At a minimum, launching a batch job requires two things: the
Job
to be launched and a
JobLauncher
. Both can be contained within the same
context or different contexts. For example, if launching a job from the
command line, a new JVM will be instantiated for each Job, and thus every
job will have its own JobLauncher
. However, if
running from within a web container within the scope of an
HttpRequest
, there will usually be one
JobLauncher
, configured for asynchronous job
launching, that multiple requests will invoke to launch their jobs.
For users that want to run their jobs from an enterprise
scheduler, the command line is the primary interface. This is because
most schedulers (with the exception of Quartz unless using the
NativeJob
) work directly with operating system
processes, primarily kicked off with shell scripts. There are many ways
to launch a Java process besides a shell script, such as Perl, Ruby, or
even 'build tools' such as ant or maven. However, because most people
are familiar with shell scripts, this example will focus on them.

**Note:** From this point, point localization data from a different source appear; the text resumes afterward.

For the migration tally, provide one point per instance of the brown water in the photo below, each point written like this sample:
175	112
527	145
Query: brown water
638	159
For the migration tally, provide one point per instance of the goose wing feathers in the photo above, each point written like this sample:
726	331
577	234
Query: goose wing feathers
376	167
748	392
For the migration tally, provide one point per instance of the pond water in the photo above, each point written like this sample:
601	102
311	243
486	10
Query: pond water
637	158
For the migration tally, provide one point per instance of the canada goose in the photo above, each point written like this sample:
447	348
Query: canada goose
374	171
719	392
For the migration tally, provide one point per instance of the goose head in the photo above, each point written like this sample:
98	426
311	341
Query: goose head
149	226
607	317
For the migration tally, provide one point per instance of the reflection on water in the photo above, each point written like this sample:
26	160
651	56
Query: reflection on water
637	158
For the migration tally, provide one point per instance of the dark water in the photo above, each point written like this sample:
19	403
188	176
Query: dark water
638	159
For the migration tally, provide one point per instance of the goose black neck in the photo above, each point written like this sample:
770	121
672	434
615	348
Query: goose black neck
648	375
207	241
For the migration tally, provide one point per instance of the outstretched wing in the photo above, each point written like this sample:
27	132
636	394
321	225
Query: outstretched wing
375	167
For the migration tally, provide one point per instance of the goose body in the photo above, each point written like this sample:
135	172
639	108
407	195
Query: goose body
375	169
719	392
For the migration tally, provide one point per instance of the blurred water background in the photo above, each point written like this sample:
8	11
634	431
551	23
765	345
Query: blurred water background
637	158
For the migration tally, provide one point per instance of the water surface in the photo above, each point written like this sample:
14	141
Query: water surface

Because the script launching the job must kick off a Java
Virtual Machine, there needs to be a class with a main method to act
as the primary entry point. Spring Batch provides an implementation
that serves just this purpose:
CommandLineJobRunner
. It's important to note
that this is just one way to bootstrap your application, but there are
many ways to launch a Java process, and this class should in no way be
viewed as definitive. The CommandLineJobRunner
performs four tasks:
Load the appropriate
ApplicationContext
Parse command line arguments into
JobParameters
Locate the appropriate job based on arguments
Use the JobLauncher
provided in the
application context to launch the job.
All of these tasks are accomplished using only the arguments passed in. The following are required arguments:
Table 4.1. CommandLineJobRunner arguments
jobPath | The location of the XML file that will be used to
create an ApplicationContext . This file
should contain everything needed to run the complete
Job |
jobName | The name of the job to be run. |
These arguments must be passed in with the path first and the name second. All arguments after these are considered to be JobParameters and must be in the format of 'name=value':
bash$
java CommandLineJobRunner endOfDayJob.xml endOfDay schedule.date(date)=2008/01/01
In most cases you would want to use a manifest to declare your
main class in a jar, but for simplicity, the class was used directly.
This example is using the same 'EndOfDay' example from Batch Domain Language. The first argument is 'endOfDayJob.xml', which is
the Spring ApplicationContext
containing the
Job
. The second argument, 'endOfDay' represents
the job name. The final argument, 'schedule.date(date)=2008/01/01'
will be converted into JobParameters
. An
example of the XML configuration is below:
<job id="endOfDay"> <step id="step1" parent="simpleStep" /> </job> <!-- Launcher details removed for clarity --> <beans:bean id="jobLauncher" class="org.springframework.batch.core.launch.support.SimpleJobLauncher" />
This example is overly simplistic, since there are many more
requirements to a run a batch job in Spring Batch in general, but it
serves to show the two main requirements of the
CommandLineJobRunner
:
Job
and
JobLauncher
When launching a batch job from the command-line, an enterprise
scheduler is often used. Most schedulers are fairly dumb and work only
at the process level. This means that they only know about some
operating system process such as a shell script that they're invoking.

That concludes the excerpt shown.